— Чего растягиваться-то? — сказал, наконец, Василий Петрович, поставив выпитый им кувшин молока.
— А что ж бы нам начать делать?
— Пойдем бродить.
Василий Петрович был в самом веселом расположении духа. Я очень дорожил этим расположением и не стал его расспрашивать о ночной прогулке. Но он сам заговорил о ней, как только мы вышли из хаты.
— Ночь была грозная какая! — начал Василий Петрович. — Просто не запомню такой ночи.
— А дождя ведь не было.
— Начинал раз пять, да не разошелся. Люблю я смерть такие ночи.
— А я не люблю их.
— Отчего?
— Да что ж хорошего-то? вертит, ломит все.
— Гм! вот то-то и хорошо, что все ломит.
— Еще придавит ни за́ что ни про́ что.
— Эко штука!
— Вот сосну разбило.
— Славно горела.
— Мы видели.
— И я видел. Хорошо жить в лесах.
— Комаров только много.
— Эх вы, канареечный завод! Комары заедят.
— Они и медведей, Василий Петрович, донимают.

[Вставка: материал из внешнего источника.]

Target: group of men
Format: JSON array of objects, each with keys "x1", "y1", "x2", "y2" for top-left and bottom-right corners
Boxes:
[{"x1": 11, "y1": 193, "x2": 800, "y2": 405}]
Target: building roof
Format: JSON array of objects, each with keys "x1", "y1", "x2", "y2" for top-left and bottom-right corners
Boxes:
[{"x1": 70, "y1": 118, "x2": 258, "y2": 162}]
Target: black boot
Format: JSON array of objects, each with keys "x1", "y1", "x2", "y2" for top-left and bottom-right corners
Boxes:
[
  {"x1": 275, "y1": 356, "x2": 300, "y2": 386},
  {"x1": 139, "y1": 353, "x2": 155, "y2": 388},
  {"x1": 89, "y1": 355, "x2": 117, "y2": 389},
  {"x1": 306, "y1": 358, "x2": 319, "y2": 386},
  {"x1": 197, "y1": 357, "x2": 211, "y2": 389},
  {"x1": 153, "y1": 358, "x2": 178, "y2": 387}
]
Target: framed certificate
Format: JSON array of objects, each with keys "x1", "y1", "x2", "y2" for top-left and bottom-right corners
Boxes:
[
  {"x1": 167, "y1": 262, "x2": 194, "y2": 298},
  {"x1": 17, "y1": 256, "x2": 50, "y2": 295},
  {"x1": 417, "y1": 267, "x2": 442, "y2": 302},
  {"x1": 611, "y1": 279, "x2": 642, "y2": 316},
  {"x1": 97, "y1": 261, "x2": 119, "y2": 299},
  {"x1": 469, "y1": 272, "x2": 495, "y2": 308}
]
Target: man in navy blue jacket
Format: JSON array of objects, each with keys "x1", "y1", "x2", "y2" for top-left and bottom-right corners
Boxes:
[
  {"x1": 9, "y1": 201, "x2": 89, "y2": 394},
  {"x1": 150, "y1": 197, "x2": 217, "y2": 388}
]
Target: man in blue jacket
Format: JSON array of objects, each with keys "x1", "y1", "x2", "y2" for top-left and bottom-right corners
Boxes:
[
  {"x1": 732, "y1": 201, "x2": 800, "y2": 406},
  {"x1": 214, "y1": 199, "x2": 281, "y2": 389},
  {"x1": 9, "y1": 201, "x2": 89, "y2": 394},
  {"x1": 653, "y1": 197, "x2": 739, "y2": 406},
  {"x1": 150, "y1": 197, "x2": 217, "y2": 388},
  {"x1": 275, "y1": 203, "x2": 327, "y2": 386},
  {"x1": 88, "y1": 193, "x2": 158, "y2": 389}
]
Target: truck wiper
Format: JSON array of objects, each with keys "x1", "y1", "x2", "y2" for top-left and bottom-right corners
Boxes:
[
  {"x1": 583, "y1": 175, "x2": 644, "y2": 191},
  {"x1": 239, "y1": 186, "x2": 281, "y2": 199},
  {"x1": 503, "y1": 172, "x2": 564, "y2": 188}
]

— Да, а все ж медведь из лесу не пойдет. Полюбил я эту жизнь, — продолжал Василий Петрович.
— Лесную-то?
— Да. В северных-то лесах что это за прелесть! Густо, тихо, лист аж синий — отлично!
— Да ненадолго.
— Там и зимой тоже хорошо.
— Ну, не думаю.
— Нет, хорошо.
— Что ж вам там нравилось?
— Тихость, и сила есть в той тихости.
— А каков народ?
— Что значит: каков народ?
— Как живет и чего ожидает?
Василий Петрович задумался.
— Вы ведь два года с ними прожили?
— Да, два года и еще с хвостиком.
— И узнали их?
— Да чего узнавать-то?
— Что в тамошних людях таится?
— Дурь в них таится.
— А вы же прежде так не думали?
— Не думал. Что думы-то наши стоят? Думы те со слов строились. Слышишь «раскол», «раскол», сила, протест, и все думаешь открыть в них невесть что. Все думаешь, что там слово такое, как нужно, знают и только не верят тебе, оттого и не доберешься до живца.
— Ну, а на самом деле?
— А на самом деле — буквоеды, вот что.
— Да вы с ними сошлись ли хорошо?
— Да как еще сходиться-то! Я ведь не с тем шел, чтобы баловаться.
— Как же вы сходились-то? Ведь это интересно. Расскажите, пожалуйста.
— Очень просто: пришел, нанялся в работники, работал как вол… Вот ляжем-ка тут над озером.
Мы легли, и Василий Петрович продолжал свой рассказ, по обыкновению, короткими отрывистыми выражениями.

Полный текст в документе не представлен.